Brittney Thomas scored 19 points, including a basket to trigger

an 8-0 run and two clinching free throws in overtime, to lead

Michigan State to a 71-68 victory over the seventh-ranked Buckeyes

on Sunday.

“I couldn’t close it out,” said Prahalis, who had hit 47

straight free throws coming in but missed seven of 11 foul shots.

“I had a couple times when I could have closed it out with some

free throws – and missed them. I think it was three times I could

have (won the game). It’s just unacceptable.”

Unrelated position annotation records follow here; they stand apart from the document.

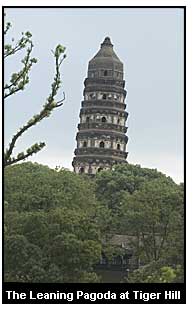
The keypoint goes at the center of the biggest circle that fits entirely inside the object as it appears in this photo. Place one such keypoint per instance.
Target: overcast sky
(148, 41)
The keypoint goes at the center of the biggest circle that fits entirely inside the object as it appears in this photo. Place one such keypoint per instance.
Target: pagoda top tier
(106, 55)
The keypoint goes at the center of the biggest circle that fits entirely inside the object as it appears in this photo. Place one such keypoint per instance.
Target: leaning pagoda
(101, 137)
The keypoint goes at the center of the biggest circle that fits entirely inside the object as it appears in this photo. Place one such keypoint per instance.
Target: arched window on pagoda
(102, 144)
(85, 144)
(81, 171)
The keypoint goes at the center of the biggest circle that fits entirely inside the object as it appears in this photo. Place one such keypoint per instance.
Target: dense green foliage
(57, 223)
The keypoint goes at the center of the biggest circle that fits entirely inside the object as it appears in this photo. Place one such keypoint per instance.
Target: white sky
(150, 44)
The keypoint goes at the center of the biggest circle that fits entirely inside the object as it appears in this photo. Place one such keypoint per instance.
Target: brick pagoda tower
(101, 139)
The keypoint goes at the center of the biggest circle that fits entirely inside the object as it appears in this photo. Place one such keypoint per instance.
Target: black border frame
(95, 287)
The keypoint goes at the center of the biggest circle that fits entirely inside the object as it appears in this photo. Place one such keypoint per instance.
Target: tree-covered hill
(58, 223)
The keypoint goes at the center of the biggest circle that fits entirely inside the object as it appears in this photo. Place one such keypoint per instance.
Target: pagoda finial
(107, 42)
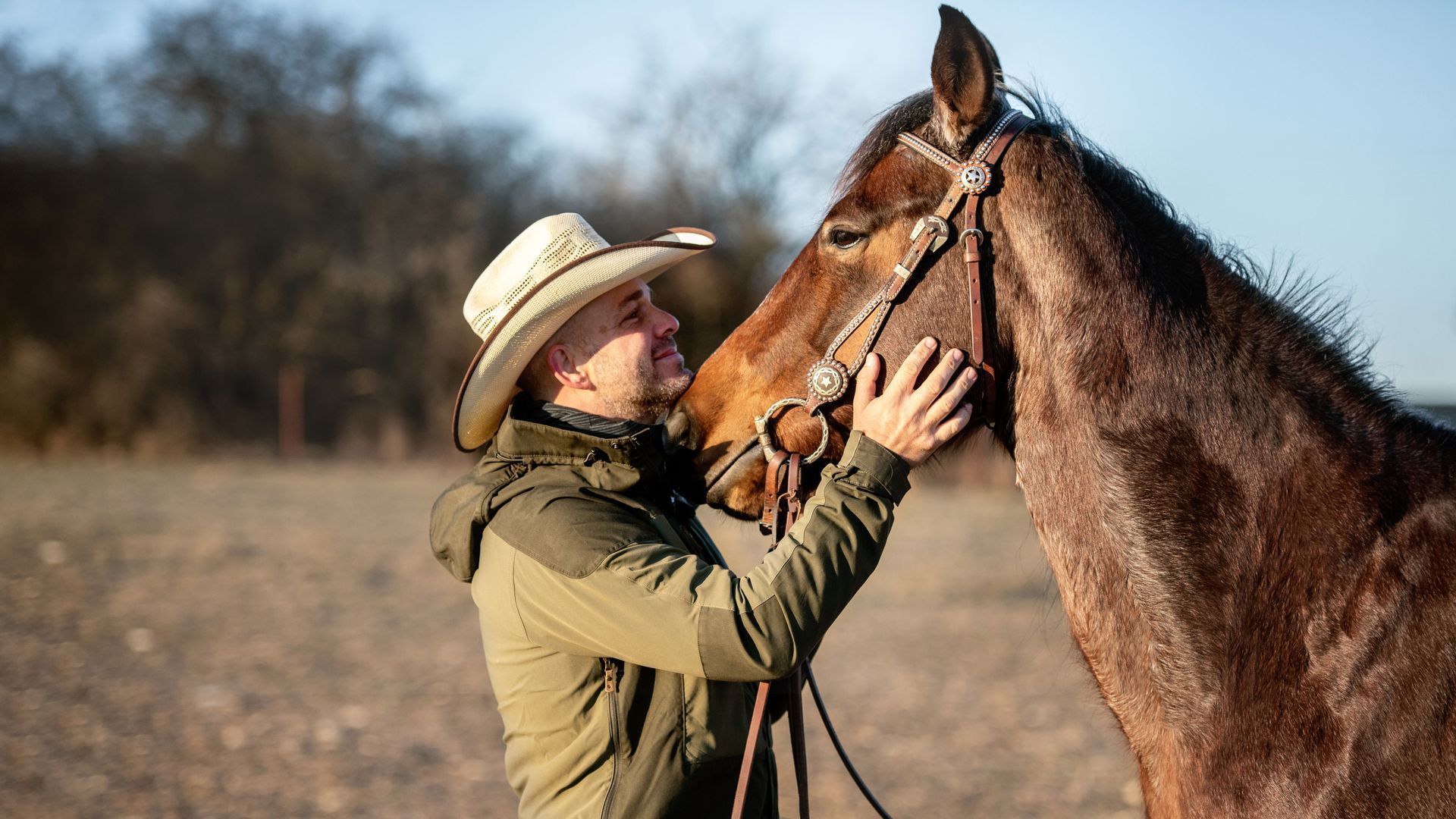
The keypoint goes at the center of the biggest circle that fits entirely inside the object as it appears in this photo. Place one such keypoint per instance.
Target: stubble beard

Ohio State (26-4, 14-3) didn’t have much to play for, having

already clinched its unprecedented sixth consecutive Big Ten title

earlier in the week. Yet the loss might have revealed some trouble

ahead.

Asked why his team fell behind by 12 points in a dreary first

half, coach Jim Foster said, “That’s a question for discussion.

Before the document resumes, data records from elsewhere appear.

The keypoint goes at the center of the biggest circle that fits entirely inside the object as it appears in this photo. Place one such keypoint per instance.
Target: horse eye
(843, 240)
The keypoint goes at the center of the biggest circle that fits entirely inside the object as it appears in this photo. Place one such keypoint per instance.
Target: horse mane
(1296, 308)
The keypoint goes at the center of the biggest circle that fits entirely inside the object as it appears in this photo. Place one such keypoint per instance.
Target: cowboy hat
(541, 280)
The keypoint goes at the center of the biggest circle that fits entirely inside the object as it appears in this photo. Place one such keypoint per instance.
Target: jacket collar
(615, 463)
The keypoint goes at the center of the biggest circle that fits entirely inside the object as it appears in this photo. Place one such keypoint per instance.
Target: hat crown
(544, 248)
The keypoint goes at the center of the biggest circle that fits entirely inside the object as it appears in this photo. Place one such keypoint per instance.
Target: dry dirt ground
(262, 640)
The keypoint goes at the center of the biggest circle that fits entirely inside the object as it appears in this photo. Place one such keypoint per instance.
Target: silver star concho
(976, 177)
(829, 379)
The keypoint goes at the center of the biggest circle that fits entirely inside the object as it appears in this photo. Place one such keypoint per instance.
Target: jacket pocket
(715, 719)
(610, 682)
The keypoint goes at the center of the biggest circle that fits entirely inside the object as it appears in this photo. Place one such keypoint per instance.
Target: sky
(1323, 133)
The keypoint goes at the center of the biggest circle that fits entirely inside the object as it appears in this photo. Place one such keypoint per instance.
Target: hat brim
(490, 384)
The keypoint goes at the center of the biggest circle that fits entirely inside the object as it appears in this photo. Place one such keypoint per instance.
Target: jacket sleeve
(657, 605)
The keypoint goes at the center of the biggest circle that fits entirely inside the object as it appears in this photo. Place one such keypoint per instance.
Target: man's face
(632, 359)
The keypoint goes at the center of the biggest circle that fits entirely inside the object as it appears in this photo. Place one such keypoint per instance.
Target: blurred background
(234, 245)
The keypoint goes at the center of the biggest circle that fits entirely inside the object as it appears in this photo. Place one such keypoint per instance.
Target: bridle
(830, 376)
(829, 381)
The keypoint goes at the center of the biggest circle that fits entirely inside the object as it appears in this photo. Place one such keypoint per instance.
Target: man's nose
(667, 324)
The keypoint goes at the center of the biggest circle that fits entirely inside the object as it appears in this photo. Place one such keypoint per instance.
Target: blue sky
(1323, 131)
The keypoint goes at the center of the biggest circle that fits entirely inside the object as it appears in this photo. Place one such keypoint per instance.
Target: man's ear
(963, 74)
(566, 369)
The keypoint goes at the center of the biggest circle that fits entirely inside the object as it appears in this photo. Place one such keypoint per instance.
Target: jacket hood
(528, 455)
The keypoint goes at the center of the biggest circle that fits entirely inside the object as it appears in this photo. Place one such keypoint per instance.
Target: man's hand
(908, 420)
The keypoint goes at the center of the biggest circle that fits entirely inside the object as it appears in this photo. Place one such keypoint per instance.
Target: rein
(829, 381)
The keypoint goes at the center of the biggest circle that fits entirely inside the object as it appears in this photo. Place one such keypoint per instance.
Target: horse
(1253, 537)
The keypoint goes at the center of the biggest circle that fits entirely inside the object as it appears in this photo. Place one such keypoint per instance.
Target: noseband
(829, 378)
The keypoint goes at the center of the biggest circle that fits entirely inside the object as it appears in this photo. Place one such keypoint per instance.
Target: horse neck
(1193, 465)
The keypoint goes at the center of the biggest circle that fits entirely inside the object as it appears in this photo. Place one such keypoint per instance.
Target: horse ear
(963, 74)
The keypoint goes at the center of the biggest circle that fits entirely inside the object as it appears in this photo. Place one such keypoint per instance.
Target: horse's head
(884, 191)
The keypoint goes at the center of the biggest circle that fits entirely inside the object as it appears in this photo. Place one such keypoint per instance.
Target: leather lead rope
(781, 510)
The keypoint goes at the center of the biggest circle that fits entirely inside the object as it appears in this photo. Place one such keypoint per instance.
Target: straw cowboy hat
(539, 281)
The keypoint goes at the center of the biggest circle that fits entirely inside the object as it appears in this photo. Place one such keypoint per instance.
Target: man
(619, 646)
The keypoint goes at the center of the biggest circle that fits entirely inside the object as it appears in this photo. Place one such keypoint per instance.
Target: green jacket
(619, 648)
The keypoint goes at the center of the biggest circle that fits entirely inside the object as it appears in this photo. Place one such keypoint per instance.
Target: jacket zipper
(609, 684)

It’s obviously a flaw that we have, something we have to address

individually and collectively.”

Jantel Lavender, who led the Buckeyes with 24 points and 11

rebounds, said she was stunned by the loss, before the

second-largest crowd (11,827) to witness a women’s game at Value

City Arena.

“I’m very surprised,” she said. “I’m just shocked. We should

have pulled that out.”

There was a lot that was surprising. The Buckeyes had won their

last five games overall and came in 18-0 at home. Shooting 46

percent from the field in their first 29 games, they mustered just

39 percent. Two weeks after setting a Big Ten record with 17

3-pointers made in a game, they were just 3 for 15 behind the arc.

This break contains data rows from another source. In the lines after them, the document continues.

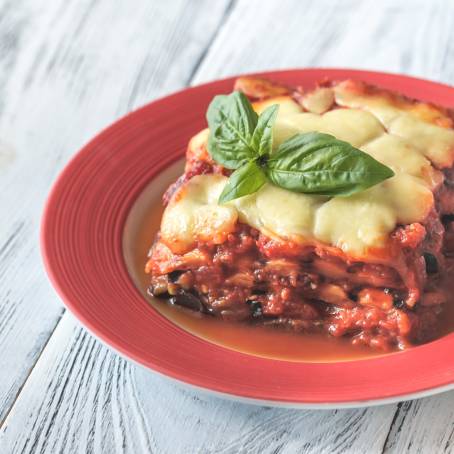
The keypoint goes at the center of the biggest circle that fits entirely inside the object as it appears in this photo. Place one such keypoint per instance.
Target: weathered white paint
(69, 68)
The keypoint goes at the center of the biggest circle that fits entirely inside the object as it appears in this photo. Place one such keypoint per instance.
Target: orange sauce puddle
(260, 341)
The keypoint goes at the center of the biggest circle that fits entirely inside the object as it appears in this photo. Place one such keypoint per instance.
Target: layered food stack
(369, 265)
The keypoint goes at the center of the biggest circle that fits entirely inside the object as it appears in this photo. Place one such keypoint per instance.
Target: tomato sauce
(141, 228)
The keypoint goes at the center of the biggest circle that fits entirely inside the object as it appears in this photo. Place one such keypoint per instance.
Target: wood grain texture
(424, 425)
(408, 36)
(67, 69)
(67, 65)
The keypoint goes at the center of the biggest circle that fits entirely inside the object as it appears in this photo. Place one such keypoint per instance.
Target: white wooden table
(71, 67)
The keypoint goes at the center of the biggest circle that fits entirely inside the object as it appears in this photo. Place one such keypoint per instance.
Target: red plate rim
(81, 243)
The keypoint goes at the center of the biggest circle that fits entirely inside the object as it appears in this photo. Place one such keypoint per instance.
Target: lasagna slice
(369, 266)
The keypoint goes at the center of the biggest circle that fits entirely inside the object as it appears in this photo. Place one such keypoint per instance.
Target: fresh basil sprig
(312, 163)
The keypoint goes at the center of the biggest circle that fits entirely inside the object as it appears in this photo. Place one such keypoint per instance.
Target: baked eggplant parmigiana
(368, 266)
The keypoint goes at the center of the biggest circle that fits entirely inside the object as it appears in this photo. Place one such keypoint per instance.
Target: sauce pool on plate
(140, 230)
(141, 227)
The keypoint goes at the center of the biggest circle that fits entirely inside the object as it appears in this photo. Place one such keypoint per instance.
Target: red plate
(81, 241)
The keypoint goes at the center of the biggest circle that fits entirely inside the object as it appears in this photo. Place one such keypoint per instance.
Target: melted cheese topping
(358, 224)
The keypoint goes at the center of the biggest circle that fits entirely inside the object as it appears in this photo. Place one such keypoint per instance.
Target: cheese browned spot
(407, 141)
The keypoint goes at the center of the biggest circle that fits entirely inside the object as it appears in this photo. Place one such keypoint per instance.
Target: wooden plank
(425, 425)
(67, 69)
(83, 398)
(408, 36)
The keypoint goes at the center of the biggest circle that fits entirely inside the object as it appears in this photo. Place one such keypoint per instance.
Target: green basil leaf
(317, 163)
(262, 139)
(232, 121)
(248, 179)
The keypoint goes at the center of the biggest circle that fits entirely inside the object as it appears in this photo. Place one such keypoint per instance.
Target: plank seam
(224, 19)
(3, 421)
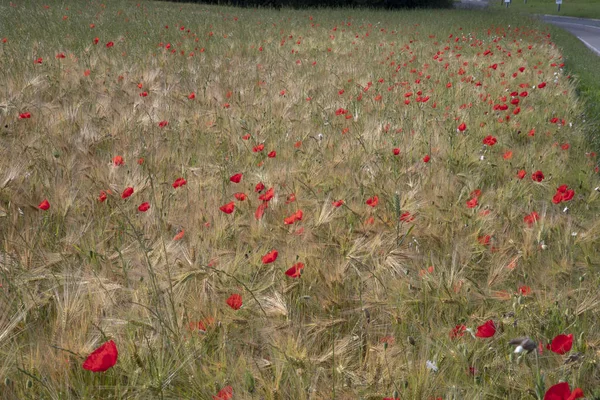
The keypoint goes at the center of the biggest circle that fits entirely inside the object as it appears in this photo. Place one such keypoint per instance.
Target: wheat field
(294, 204)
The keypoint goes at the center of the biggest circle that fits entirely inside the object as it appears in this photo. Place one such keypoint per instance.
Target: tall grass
(380, 291)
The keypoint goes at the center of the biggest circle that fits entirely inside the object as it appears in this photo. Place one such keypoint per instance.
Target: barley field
(208, 202)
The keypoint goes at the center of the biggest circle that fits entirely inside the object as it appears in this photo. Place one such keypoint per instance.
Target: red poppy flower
(372, 201)
(568, 195)
(44, 205)
(457, 331)
(561, 344)
(224, 394)
(118, 161)
(240, 196)
(489, 140)
(484, 240)
(524, 290)
(338, 203)
(127, 192)
(228, 208)
(270, 257)
(557, 198)
(179, 182)
(562, 391)
(236, 178)
(235, 301)
(295, 271)
(488, 329)
(537, 176)
(268, 195)
(260, 210)
(103, 358)
(472, 203)
(407, 217)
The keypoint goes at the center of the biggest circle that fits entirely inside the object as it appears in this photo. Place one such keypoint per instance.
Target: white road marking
(570, 23)
(595, 50)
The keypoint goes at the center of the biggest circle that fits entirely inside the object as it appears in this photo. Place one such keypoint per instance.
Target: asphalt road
(587, 30)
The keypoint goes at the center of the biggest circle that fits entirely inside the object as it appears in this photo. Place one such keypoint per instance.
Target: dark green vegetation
(389, 4)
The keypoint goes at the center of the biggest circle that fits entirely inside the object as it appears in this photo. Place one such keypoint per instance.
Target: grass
(584, 67)
(380, 292)
(570, 8)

And they also had 22 turnovers, many of them unforced when a player

just threw a pass over a teammate’s head.

Ohio State trailed by 13 points with under 10 minutes left, but

had two shots to win the game in regulation – an off-balance

Prahalis drive and a tip by Sarah Schulze. The Buckeyes also had a

look at a tying 3 at the end of overtime, but Schulze’s attempt was

short and wide of the mark.

At the same time, Michigan State (19-8, 10-6) added a third

victory this season over a Top-10 team and played with emotion and

purpose.

“It’s always a big game to get ready for postseason where

you’re going to be away and you’re going to have huge crowds that

are rooting against you, so to just step up to the plate and have

multiple players step up and be ready to play, it’s a win we

needed,” said Thomas, who hit 7 of 11 shots from the field and

added five assists and seven rebounds.

Coach Suzy Merchant said she hoped the victory was a stepping

stone for a team that has had more than its share of ups and downs

this season.

“To do it on the road and in this environment, hopefully we can

build off of that,” she said.

Ohio State led by four in the overtime – its largest lead of the

game – before Thomas hit a perimeter jumper. Porsche Poole scored

on two drives (the second with 1:10 left in the overtime giving the

Spartans the lead for good) with Aisha Jefferson adding a bank shot

with 33 seconds remaining.

After Prahalis, who had 17 points, hit a 3-pointer, Thomas made

two foul shots with 15.3 seconds left to set up the drama at the

end.

Lykendra Johnson added 14 points and Kalisha Keane 10 for the

Spartans, who have won four in a row and eight of nine.

But it was Thomas’ play which guided the Spartans.

“I give that Thomas kid a lot of credit,” Foster said. “She

made a lot of clutch shots and just did what she had to do. She’s

essentially their ballhandler, their only ballhandler. But she got

the ball in position and knocked down shots.”

Thomas said there was never a point where she thought the

Spartans wouldn’t win. In fact, she had to tell the Spartans to put

a damper on their enthusiasm.

“We all had that energy of that Adrenalin going so when we came

out of timeouts, (I said) ‘Let’s calm down. We’re good. We’re right

where we need to be. Just kind of settle down and play hard,”’ she

said.

Meanwhile, despite the Big Ten title, the Buckeyes have work to

do.

“We have to play extremely hard every game,” said Lavender,

the Big Ten’s player of the year the past two seasons. “We need to

play for seeding as well. I don’t think it’s just Michigan State

coming in here needing a signature win.”